Renault avait annoncé fin 2017 un engagement inédit dans le groupe de presse, à hauteur de 40 %, pour une douzaine de millions d’euros. Il voulait y tester la création de contenus adaptés aux utilisateurs de voitures connectées, tels des podcasts, dans le cadre d’un projet appelé « Augmented editorial experience » (AEX).

6 millions d’euros

Claude Perdriel a racheté en décembre 2019 la part du constructeur automobile pour 6 millions d’euros, a confirmé la direction du groupe de presse.
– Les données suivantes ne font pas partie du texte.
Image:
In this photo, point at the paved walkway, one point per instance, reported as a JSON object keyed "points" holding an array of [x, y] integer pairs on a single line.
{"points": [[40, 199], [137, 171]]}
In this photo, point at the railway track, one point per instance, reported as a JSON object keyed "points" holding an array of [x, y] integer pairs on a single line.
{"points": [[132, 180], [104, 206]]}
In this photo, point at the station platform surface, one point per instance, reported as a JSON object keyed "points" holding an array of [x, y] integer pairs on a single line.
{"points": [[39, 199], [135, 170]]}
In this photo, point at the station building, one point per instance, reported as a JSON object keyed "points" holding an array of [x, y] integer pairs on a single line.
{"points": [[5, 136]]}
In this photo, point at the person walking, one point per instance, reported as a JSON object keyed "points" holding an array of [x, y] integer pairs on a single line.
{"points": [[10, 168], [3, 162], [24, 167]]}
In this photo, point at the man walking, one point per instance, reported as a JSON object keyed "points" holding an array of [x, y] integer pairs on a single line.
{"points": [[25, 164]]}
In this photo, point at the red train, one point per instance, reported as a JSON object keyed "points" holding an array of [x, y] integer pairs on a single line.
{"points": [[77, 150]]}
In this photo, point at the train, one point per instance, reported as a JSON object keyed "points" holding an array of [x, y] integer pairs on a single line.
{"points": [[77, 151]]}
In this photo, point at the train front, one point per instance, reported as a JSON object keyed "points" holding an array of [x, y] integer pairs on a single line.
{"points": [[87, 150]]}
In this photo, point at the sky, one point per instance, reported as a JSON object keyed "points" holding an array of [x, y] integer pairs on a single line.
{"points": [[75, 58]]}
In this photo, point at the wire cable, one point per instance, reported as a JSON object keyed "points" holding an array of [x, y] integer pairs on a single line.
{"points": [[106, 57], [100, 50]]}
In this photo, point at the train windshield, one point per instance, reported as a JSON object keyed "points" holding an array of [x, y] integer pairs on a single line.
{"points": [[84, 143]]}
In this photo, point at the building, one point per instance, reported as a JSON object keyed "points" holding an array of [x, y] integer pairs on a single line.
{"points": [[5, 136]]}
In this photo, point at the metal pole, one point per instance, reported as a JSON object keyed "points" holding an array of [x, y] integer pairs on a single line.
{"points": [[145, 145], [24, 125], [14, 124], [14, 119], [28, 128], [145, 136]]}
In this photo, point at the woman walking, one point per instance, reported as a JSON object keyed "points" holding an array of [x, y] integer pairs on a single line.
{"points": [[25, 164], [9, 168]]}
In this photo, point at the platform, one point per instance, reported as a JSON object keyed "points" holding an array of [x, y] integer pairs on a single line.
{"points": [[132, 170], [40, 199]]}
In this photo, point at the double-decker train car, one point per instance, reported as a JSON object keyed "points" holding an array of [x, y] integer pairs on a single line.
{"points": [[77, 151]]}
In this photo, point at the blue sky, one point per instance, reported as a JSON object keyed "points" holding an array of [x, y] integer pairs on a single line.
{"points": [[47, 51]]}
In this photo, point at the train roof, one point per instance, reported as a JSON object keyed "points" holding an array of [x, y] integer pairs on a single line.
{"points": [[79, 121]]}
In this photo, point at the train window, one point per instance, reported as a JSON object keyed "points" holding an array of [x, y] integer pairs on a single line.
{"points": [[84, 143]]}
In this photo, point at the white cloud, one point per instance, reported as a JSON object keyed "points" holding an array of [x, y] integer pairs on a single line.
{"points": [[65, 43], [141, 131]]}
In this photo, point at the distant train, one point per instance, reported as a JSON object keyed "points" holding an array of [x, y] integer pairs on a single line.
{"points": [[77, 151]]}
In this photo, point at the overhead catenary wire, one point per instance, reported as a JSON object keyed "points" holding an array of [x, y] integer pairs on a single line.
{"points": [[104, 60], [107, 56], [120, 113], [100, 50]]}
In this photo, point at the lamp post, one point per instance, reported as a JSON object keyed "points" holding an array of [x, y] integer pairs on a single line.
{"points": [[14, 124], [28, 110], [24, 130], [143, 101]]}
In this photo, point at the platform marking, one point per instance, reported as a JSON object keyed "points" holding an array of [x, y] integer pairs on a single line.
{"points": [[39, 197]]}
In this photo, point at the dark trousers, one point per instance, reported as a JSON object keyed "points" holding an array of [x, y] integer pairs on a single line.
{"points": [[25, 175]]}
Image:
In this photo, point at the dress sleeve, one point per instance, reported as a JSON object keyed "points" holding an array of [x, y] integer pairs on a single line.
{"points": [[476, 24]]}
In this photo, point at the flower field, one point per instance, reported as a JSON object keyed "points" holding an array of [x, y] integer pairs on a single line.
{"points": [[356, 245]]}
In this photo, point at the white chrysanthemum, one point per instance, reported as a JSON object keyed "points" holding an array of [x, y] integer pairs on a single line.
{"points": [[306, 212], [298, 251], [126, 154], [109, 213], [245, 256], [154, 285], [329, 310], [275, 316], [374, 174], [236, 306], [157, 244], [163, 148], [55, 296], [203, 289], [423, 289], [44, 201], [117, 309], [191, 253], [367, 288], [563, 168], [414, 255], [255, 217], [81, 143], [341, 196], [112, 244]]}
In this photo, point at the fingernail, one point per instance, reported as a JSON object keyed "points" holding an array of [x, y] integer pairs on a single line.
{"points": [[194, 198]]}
Outre l’hebdomadaire économique Challenges, le groupe publie le magazine Sciences et Avenir et les revues L’HistoireHistoria et La recherche.

Claude Perdriel avait déjà recapitalisé son groupe en août 2019 sans l’aide de Renault, faisant ainsi diminuer légèrement la participation du constructeur automobile dans l’éditeur de magazines.

« Challenges » reste fragile

Un porte-parole de Renault a confirmé la vente lundi soir, assurant cependant que le projet AEX ne « s’arrêtait pas pour autant » et que le groupe a souhaité « lui donner une dimension plus internationale ». « En avançant dans le projet, on se rend compte qu’on peut clairement avancer autrement avec des collaborations plus classiques, sans forcément investir de manière capitalistique ».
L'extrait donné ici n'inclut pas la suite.